Thaekymrodti examined the sky, leaning on the parapet of the family brownstone. Thoghal was a crappy city and every other night, the street lights were out, so it was even odds the light pollution would let her see some stars. Ever since her dad moved her and her mother into the city, she missed being able to see the galaxy. The stars were her friends. The stars never brushed off her problems.
She sighed. The street lights were on tonight. There were no stars. Thaekym started to walk to the stairs back to her room. She’d be back the next night. And the night after that.
It wasn’t as if her parents would ever know.

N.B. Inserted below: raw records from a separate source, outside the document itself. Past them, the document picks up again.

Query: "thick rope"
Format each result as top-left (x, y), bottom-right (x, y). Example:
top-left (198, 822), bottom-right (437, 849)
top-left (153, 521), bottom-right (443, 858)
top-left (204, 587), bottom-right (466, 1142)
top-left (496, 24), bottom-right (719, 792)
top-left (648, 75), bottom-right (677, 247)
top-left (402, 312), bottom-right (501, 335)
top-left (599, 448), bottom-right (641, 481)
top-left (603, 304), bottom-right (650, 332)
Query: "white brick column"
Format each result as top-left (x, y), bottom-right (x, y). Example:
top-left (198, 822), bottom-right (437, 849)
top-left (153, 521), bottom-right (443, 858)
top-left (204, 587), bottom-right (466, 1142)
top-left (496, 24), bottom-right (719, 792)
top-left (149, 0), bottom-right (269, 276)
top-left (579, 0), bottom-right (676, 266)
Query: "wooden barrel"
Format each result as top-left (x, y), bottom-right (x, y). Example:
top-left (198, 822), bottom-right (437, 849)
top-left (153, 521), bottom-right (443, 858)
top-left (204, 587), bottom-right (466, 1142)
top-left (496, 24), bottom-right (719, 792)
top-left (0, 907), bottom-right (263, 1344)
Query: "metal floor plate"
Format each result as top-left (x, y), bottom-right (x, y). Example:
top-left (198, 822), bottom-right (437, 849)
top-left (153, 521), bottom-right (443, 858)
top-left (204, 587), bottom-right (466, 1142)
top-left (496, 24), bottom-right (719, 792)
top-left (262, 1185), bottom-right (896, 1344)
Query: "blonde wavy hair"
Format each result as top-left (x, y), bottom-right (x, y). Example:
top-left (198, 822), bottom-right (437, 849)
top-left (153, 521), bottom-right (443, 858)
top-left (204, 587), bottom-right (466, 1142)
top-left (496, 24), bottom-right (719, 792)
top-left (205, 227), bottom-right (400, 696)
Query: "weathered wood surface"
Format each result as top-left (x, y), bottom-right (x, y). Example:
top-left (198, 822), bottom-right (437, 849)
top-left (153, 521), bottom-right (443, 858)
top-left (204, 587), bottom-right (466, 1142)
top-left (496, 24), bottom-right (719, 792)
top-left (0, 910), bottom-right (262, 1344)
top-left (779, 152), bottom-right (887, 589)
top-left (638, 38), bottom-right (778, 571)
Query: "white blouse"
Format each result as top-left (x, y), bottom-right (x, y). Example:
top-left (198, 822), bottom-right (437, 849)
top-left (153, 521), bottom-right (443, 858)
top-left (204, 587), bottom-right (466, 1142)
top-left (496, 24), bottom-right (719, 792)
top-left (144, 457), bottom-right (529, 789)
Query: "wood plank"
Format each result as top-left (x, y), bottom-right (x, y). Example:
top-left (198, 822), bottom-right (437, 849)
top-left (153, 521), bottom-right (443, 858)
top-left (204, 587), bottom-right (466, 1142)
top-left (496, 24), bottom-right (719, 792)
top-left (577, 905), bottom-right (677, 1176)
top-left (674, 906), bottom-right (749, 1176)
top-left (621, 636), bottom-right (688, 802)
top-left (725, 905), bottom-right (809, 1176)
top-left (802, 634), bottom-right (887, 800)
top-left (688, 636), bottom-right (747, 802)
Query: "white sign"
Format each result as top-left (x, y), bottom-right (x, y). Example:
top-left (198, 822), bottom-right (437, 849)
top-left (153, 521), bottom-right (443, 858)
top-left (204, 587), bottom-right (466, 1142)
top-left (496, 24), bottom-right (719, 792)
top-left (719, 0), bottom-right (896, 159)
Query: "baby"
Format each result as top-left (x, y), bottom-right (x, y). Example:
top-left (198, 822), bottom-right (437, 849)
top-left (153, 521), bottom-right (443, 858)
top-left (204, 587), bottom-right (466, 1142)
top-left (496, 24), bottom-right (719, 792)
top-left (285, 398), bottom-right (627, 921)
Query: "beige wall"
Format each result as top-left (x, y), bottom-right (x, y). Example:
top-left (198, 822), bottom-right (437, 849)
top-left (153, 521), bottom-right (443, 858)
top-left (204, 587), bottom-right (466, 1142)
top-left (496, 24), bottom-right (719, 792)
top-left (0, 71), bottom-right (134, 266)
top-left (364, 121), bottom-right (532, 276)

“Hey!” someone yelled. “Stop!”
Thaekym bolted to the HVAC system and ducking behind it. She made herself as small as possible. Don’t get seen. Don’t get seen.
“What?” another voice called, and Thaekym stilled.
“Can we take a break?” the first voice asked. “I got a rock in my boot.”
The second person scoffed. “We’ve been out for five hours and you’re stopping for a rock in your shoe? How am I going to leave the mantle to you?”
“Piss off,” the first one said.
The second laughed. “Yeah, the moment you can beat me in a fight, little sis.”
“Not fair! You’re three years older than me!”
“Excuses, excuses, Fledgling.”
“I’m reporting this.”
“And mention we’re having this conversation because you needed to stop?” They laughed again. They laughed a lot. “For a rock? Yeah, mom is going to pay attention to your complaint after that.”
“Oh whatever, we’re wasting time.”
“And whose fault is that?”
“Fuck. You.”
“I’ll not tell mom you said that.”
“I’ll-”
“All I’m going to hear are empty threats, kiddo. Come on.” Thaekym peaked over the HVAC and saw a tall figure offer a hand to the sitting one. The sitting one took the hand and the tall one pulled them up. The two stared at each other and seemed to smile. “Let’s go hunt some criminals.”
“Whatever you say, Bluejay,” the first one–the Fledgling, she thought giddily–said tauntingly. “If you can keep up.”
The Fledgling ran to the roof’s edge and jumped across the gap while the second one, Bluejay, ran after, laughing.
Thaekym stood and watched the two of them run across the rooftops and fade into the night.
Superheroes. Real Bluejay and Fledgling on her roof. She’d seen them. She’d heard them. They weren’t just on her computer screen as they’d been for the last four years, ever since she started following their story, learning everything she could until she felt she knew every single one of their secrets.
Her heroes. Her idols. The subjects of many late night Garn searches, of highlighters on maps and binders of research accumulated until she thought she understood the picture. Binders then fed to her fireplace until she was sure they were nothing more than ash. They’d been on her roof.
They’d been on my roof. This has to be a new patrol route.
She climbed back into her room. It was large but it felt empty. She’d decorated it all with things she loved, but she’d done it all herself. There were no memories connected to her family here. Not even a family photo.
Crow’s sidekicks seemed to love each other and look out for each other. Bluejay had called Fledgling ‘sister.’ They mentioned a mom. Crow? That was probably the closest she’d get to confirmation.
What would it be like to be in a family like theirs? A family whose love was all the stronger for choosing each other?
How far would she go to find out?
She didn’t know. It both scared and thrilled her.